Na to Werner odpowiedział z lekkim uśmiechem na twarzy.

– Naprawdę wierzysz w tę całą propagandę? – Te słowa bardzo zdziwiły Ignaza. – Gdyby nie pogoda, dwa lata temu Moskwa byłaby już Niemiecka. Sam wiesz, obaj walczyliśmy wtedy na wschodzie. Zwycięstwo było na wyciągnięcie ręki. Powiem ci coś i tylko tobie. Poświęciliśmy Rzeszę na ołtarzu utopijnych wizji chorego człowieka.

– Jakiego?! – zapytał zrozpaczony Ignaz.

W tej jednej chwili poczuł, jak przeszywa go nieznośne uczucie wątpliwości, które próbował zagłuszać przez ostatnie lata. Zaraz potem naszła go myśl, że to przekonanie tchórzy, którzy nie wierzyli w Tysiącletnią Rzeszę i Führera.

– Nie wierzysz w ostateczne zwycięstwo? – dodał szeptem Ignaz.

Werner, widząc rozpacz na jego twarzy, uznał, że to popołudnie przyniosło jego gospodarzowi wystarczająco dużo wrażeń, więc odpowiedział.

– Wierzę, Ignazie, wierzę…

Zaczynało się robić ciemno.

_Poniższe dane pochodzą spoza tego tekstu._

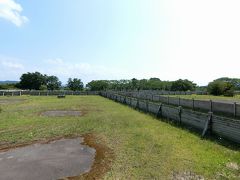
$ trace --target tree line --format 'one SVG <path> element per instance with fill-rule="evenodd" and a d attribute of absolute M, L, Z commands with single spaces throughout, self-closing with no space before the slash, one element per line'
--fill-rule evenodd
<path fill-rule="evenodd" d="M 79 78 L 69 78 L 66 85 L 57 76 L 27 72 L 21 75 L 16 84 L 0 84 L 0 89 L 27 90 L 73 90 L 73 91 L 101 91 L 101 90 L 166 90 L 166 91 L 207 91 L 212 95 L 233 96 L 234 91 L 240 91 L 240 79 L 223 77 L 216 79 L 208 86 L 197 86 L 188 79 L 176 81 L 162 81 L 159 78 L 130 79 L 130 80 L 92 80 L 84 84 Z"/>

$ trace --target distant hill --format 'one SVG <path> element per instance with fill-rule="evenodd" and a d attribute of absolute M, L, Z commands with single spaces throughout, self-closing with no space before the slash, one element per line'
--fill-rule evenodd
<path fill-rule="evenodd" d="M 16 84 L 19 81 L 0 81 L 0 84 Z"/>

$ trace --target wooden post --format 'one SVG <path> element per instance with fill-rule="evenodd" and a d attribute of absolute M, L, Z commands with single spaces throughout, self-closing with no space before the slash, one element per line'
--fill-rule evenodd
<path fill-rule="evenodd" d="M 146 101 L 146 112 L 148 112 L 149 111 L 149 102 L 148 102 L 148 100 Z"/>
<path fill-rule="evenodd" d="M 193 100 L 193 106 L 192 106 L 192 110 L 194 110 L 195 109 L 195 100 L 194 100 L 194 98 L 192 99 Z"/>
<path fill-rule="evenodd" d="M 139 108 L 139 99 L 137 98 L 137 104 L 136 104 L 135 109 L 138 109 L 138 108 Z"/>
<path fill-rule="evenodd" d="M 213 115 L 213 113 L 209 112 L 208 114 L 209 114 L 208 119 L 205 122 L 205 126 L 204 126 L 204 129 L 202 132 L 202 137 L 204 137 L 206 135 L 207 131 L 212 133 L 212 115 Z"/>
<path fill-rule="evenodd" d="M 158 108 L 158 112 L 156 114 L 156 117 L 161 117 L 162 116 L 162 103 L 160 104 L 159 108 Z"/>
<path fill-rule="evenodd" d="M 234 117 L 237 117 L 237 103 L 236 102 L 233 103 L 233 115 L 234 115 Z"/>
<path fill-rule="evenodd" d="M 209 102 L 210 102 L 210 112 L 212 112 L 212 100 L 210 100 Z"/>
<path fill-rule="evenodd" d="M 182 106 L 178 107 L 179 124 L 182 123 Z"/>

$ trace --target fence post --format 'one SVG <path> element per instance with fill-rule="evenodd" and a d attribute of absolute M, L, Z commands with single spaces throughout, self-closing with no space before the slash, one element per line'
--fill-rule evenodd
<path fill-rule="evenodd" d="M 160 104 L 159 108 L 158 108 L 158 111 L 157 111 L 157 114 L 156 114 L 156 117 L 161 117 L 162 116 L 162 103 Z"/>
<path fill-rule="evenodd" d="M 178 107 L 179 124 L 182 123 L 182 106 Z"/>
<path fill-rule="evenodd" d="M 146 101 L 146 112 L 149 111 L 148 105 L 149 105 L 149 102 L 148 102 L 148 100 L 147 100 L 147 101 Z"/>
<path fill-rule="evenodd" d="M 210 133 L 212 133 L 212 112 L 208 113 L 208 119 L 205 122 L 205 126 L 202 132 L 202 138 L 206 135 L 207 131 L 209 131 Z"/>
<path fill-rule="evenodd" d="M 233 115 L 234 115 L 234 117 L 237 117 L 237 103 L 236 102 L 233 103 Z"/>
<path fill-rule="evenodd" d="M 192 99 L 193 100 L 193 106 L 192 106 L 192 110 L 194 110 L 195 109 L 195 100 L 194 100 L 194 98 Z"/>
<path fill-rule="evenodd" d="M 138 108 L 139 108 L 139 99 L 137 98 L 137 104 L 136 104 L 135 109 L 138 109 Z"/>
<path fill-rule="evenodd" d="M 210 100 L 209 102 L 210 102 L 210 112 L 212 112 L 212 100 Z"/>

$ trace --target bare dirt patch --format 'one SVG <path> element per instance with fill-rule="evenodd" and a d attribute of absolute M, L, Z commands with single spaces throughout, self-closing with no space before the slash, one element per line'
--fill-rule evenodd
<path fill-rule="evenodd" d="M 82 116 L 82 112 L 73 110 L 53 110 L 42 112 L 41 116 L 47 117 Z"/>
<path fill-rule="evenodd" d="M 239 166 L 235 162 L 229 162 L 226 164 L 226 167 L 232 170 L 239 170 Z"/>
<path fill-rule="evenodd" d="M 174 172 L 172 175 L 172 180 L 204 180 L 204 177 L 191 171 Z"/>
<path fill-rule="evenodd" d="M 1 152 L 1 178 L 51 180 L 88 172 L 95 150 L 81 143 L 80 137 L 60 139 Z"/>
<path fill-rule="evenodd" d="M 41 143 L 41 144 L 48 144 L 52 141 L 60 140 L 62 138 L 77 138 L 79 136 L 76 135 L 70 135 L 70 136 L 61 136 L 61 137 L 54 137 L 50 139 L 43 139 L 43 140 L 36 140 L 31 141 L 28 143 L 22 143 L 22 144 L 2 144 L 0 145 L 0 153 L 6 152 L 8 150 L 14 150 L 16 148 L 25 147 L 27 145 Z M 78 180 L 78 179 L 101 179 L 106 172 L 108 172 L 111 168 L 112 161 L 114 159 L 114 153 L 113 150 L 111 150 L 109 147 L 107 147 L 101 139 L 98 138 L 95 134 L 85 134 L 83 136 L 80 136 L 84 138 L 83 145 L 87 145 L 90 148 L 95 149 L 95 158 L 93 165 L 91 166 L 91 169 L 89 172 L 86 172 L 82 175 L 78 176 L 70 176 L 65 177 L 62 179 L 69 179 L 69 180 Z"/>
<path fill-rule="evenodd" d="M 102 179 L 104 174 L 111 168 L 114 159 L 113 150 L 104 145 L 101 139 L 98 139 L 94 134 L 84 135 L 84 144 L 96 150 L 95 161 L 91 170 L 85 174 L 75 177 L 68 177 L 69 180 L 82 179 Z"/>

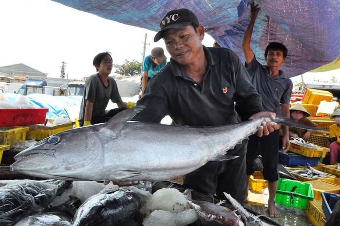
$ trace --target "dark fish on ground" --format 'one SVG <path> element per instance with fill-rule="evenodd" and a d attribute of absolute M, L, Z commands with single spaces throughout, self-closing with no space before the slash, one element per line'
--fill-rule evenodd
<path fill-rule="evenodd" d="M 40 211 L 70 183 L 46 180 L 18 181 L 0 188 L 0 226 L 10 226 L 26 214 Z"/>
<path fill-rule="evenodd" d="M 112 184 L 87 199 L 79 207 L 73 226 L 114 226 L 135 224 L 142 218 L 139 210 L 149 192 Z"/>
<path fill-rule="evenodd" d="M 256 132 L 264 120 L 272 121 L 264 115 L 240 123 L 202 127 L 128 121 L 143 108 L 123 111 L 106 123 L 53 135 L 17 154 L 12 166 L 22 173 L 46 178 L 164 181 L 209 161 L 237 157 L 226 154 Z M 308 129 L 286 118 L 277 117 L 274 122 Z"/>
<path fill-rule="evenodd" d="M 13 226 L 72 226 L 72 218 L 61 212 L 38 212 L 24 217 Z"/>
<path fill-rule="evenodd" d="M 269 224 L 263 221 L 258 217 L 254 215 L 252 213 L 248 212 L 245 208 L 240 204 L 231 196 L 227 193 L 223 192 L 229 200 L 229 202 L 234 206 L 241 217 L 243 219 L 246 223 L 246 226 L 273 226 L 273 225 Z"/>
<path fill-rule="evenodd" d="M 244 226 L 241 219 L 235 212 L 226 207 L 220 206 L 223 202 L 217 204 L 203 201 L 191 199 L 191 189 L 187 189 L 184 192 L 188 203 L 196 211 L 198 215 L 200 225 L 205 226 Z"/>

Werner wyrzucił papierosa na ziemię i przygniótł go butem, pod którego ciężarem żar beznadziejnie próbował się utrzymać, z góry skazany na wygaśnięcie.

1 Fragment przemówienia Adolfa Hitlera wygłoszonego w Platterhof 26 maja 1944, http://www.monio.info/?s=Dlatego+jestem+przekonany+%E2%80%93+jest+to+moje+g%C5%82%C4%99bokie+przekonanie [dostęp 21 VIII 2021]

Rozdział 2

Następnego dnia przy śniadaniu przyjaciele postanowili, że wczorajsza rozmowa pójdzie w niepamięć, jako że mieli spędzić ze sobą dużo czasu, gdyż Ignaz przystał na prośbę Wernera. Początkowo martwił się, czy uda mu się wygospodarować tak wiele pomieszczeń, o których wspominał Werner. Po niewielkim przemeblowaniu udało się zorganizować siedem pokoi. Szczerze powiedziawszy, nie był to problem, bo pałacyk Von Himmelsteinów był dość spory i nie licząc pokoi Ignaza i służby, które znajdowały się w piwnicach, większość domu stała pusta.

– To kiedy będą ci twoi dowódcy? – zapytał Ignaz w czasie oprowadzania Wernera po stajni i pokazywania mu koni.

– Hans wysłał depeszę do sztabu przejściowego w Bukowcu. Niektórzy dotrą już dziś wieczorem. Masz sporo wolnych boksów – zauważył Werner.

– Nie miałbym czasu na ogarnianie większej liczby koni. A co?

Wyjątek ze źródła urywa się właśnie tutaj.